I had a tulikivi for 15 years. I loved it!! It absolutely heated the whole house perfectly evenly. You are lucky!
BUT I had a superinsulated small house with a small heat demand.
Tulikivis do not have a high BTU/hour capacity compared to a big modern wood stove, so if you have a huge heat demand these may not heat your house. You could build two or even three fires a day I guess and push it. I only built one fire a day, very rarely two.
The tulikivi was perfect for me since I could burn wood, which I had plenty of, and distribute the heat from maybe 20 or 25 pounds of wood over 24 hours in that house with low heat demand. I made a fire once a day. If it was sunny and not below zero, sometimes I could skip a fire. The temperature in that house stayed quite even. My heating with the tulikivi was often as much anticipatory than responsive.

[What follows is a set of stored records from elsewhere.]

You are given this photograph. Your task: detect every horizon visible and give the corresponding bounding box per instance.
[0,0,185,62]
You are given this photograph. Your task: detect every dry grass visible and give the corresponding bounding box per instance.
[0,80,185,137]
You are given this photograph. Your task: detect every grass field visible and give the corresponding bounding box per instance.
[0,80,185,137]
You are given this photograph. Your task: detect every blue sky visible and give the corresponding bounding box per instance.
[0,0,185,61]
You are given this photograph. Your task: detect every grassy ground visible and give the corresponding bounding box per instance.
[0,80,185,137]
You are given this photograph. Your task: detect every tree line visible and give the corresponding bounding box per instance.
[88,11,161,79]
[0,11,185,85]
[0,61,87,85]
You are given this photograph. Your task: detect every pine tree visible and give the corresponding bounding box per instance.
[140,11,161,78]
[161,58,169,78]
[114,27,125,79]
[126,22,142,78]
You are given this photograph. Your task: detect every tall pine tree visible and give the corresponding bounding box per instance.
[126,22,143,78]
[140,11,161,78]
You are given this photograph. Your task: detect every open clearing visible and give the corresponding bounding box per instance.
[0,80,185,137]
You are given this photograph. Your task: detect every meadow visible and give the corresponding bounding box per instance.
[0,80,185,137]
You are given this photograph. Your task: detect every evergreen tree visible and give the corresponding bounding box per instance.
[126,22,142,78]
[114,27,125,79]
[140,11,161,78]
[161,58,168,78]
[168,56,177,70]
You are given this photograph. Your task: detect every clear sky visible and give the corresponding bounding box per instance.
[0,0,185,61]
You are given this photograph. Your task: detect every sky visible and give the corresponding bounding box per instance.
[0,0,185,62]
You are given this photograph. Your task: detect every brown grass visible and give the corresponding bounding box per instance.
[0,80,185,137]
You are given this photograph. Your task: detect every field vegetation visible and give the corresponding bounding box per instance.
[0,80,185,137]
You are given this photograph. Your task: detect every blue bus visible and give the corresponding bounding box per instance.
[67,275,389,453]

I looked at the forecast, planned for the heat demand of the coming day.
I burned almost all poplar. There were always poplar trees either falling down or begging to be cut down at my place. The poplar was perfect, because it dried well, burned hot and clean, didn’t coal much at all. I had a full closer damper, so as soon as the fire was burned out — an hour or hour and a half or whatever — I shut the damper all the way closed to keep the heat from going up the chimney.
You want wood that is dry and split small. I also burned a lot of small rounds. You don’t want, I don’t think, a long lasting fire with big logs. That might work OK and I might be wrong, but that didn’t seem right to me.

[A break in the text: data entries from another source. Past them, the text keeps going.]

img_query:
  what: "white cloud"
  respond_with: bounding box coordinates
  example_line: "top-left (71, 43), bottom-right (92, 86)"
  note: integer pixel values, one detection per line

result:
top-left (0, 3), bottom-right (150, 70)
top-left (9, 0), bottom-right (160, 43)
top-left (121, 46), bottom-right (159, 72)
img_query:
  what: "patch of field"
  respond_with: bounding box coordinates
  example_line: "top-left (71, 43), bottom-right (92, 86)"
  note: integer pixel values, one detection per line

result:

I built mine myself, with my ex, one weekend in 1986. It was, as far as I know, one of the first ones built in the US. I got to watch the first one in Vermont get built, so I had some idea what was what. I got it super cheap, a demo model, testing the import market. It was 1986, no internet. The manual — building and maybe using — that came with it was all in Finnish. Nobody here knew anyone who spoke Finnish, and no way to translate it.
One resource that I had for the general concept, and you should read is The Book of Masonry Stoves, by David Lyle. I think I’ve got title and author correct from memory. It’s out of print, but I think the internet archive has a copy of it.
My Tulikivi experience, with 3500 pounds or whatever of soapstone, made me think that soapstone wood stoves were just a gimmick and a scam. But now I have one, and I see I was wrong. I very much burn my Progress Hybrid like a mini Tulikivi except for the letting the fire go all the way out part. But I heat in bursts, let the stone get hot, and coast on the last fire for hours until I start the next one from coals.
Tell us more about the house, maybe I can tell you more about heating it.